Let’s take the vectors \(\begin{pmatrix} 1 \\ 2 \\ 3 \\ 4 \end{pmatrix}, \ \begin{pmatrix} 1 \\ 0 \\ 0 \\ -1 \end{pmatrix}, \ \begin{pmatrix} 0 \\ 1 \\ 1 \\ 0 \end{pmatrix}, \ \begin{pmatrix} 3 \\ 2 \\ 3 \\ 2 \end{pmatrix}\)

Are these linearly independent? If we take the matrix \(\begin{pmatrix} 1 & 1 & 0 & 3 \\ 2 & 0 & 1 & 2 \\ 3 & 0 & 1 & 3 \\ 4 & -1 & 0 & 2 \end{pmatrix}\) whose columns are these vectors, we just need to reduce it and figure out if it has any free variables.

In reduced row echelon form we have \(\begin{pmatrix} 1 & 0 & 0 & 1 \\ 0 & 1 & 0 & 2 \\ 0 & 0 & 1 & 0 \\ 0 & 0 & 0 & 0 \\ \end{pmatrix}\) Since there is a free variable, we know that the original vectors are linearly dependent.

Can we find a linearly independent spanning set for \(\operatorname{Span} \left(\begin{pmatrix} 1 \\ 2 \\ 3 \\ 4 \end{pmatrix}, \ \begin{pmatrix} 1 \\ 0 \\ 0 \\ -1 \end{pmatrix}, \ \begin{pmatrix} 0 \\ 1 \\ 1 \\ 0 \end{pmatrix}, \ \begin{pmatrix} 3 \\ 2 \\ 3 \\ 2 \end{pmatrix} \right) \ ?\)

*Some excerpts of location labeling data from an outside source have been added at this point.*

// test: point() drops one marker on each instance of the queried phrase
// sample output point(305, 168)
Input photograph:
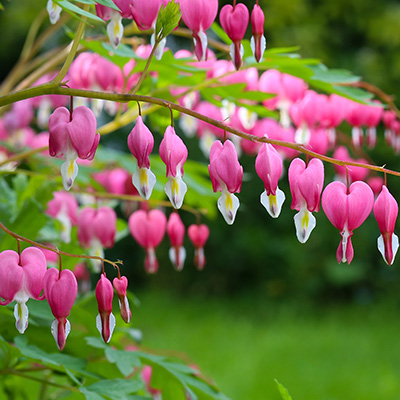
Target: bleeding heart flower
point(21, 278)
point(120, 285)
point(347, 209)
point(234, 21)
point(269, 168)
point(198, 15)
point(72, 135)
point(148, 229)
point(105, 320)
point(306, 183)
point(176, 234)
point(198, 235)
point(140, 143)
point(60, 289)
point(173, 153)
point(386, 211)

We take $A^T$ \(\begin{pmatrix} 1 & 2 & 3 & 4 \\ 1 & 0 & 0 & -1 \\ 0 & 1 & 1 & 0 \\ 3 & 2 & 3 & 2 \end{pmatrix}\) and reduce it to get \(\begin{pmatrix} 1 & 0 & 0 & -1 \\ 0 & 1 & 0 & -5 \\ 0 & 0 & 1 & 5 \\ 0 & 0 & 0 & 0 \\ \end{pmatrix}\) Thus, \(\begin{pmatrix} 1 \\ 0 \\ 0 \\ -1 \end{pmatrix}, \ \begin{pmatrix} 0 \\ 1 \\ 0 \\ -5 \end{pmatrix}, \ \begin{pmatrix} 0 \\ 0 \\ 1 \\ 5 \end{pmatrix}\) is a linearly independent spanning set.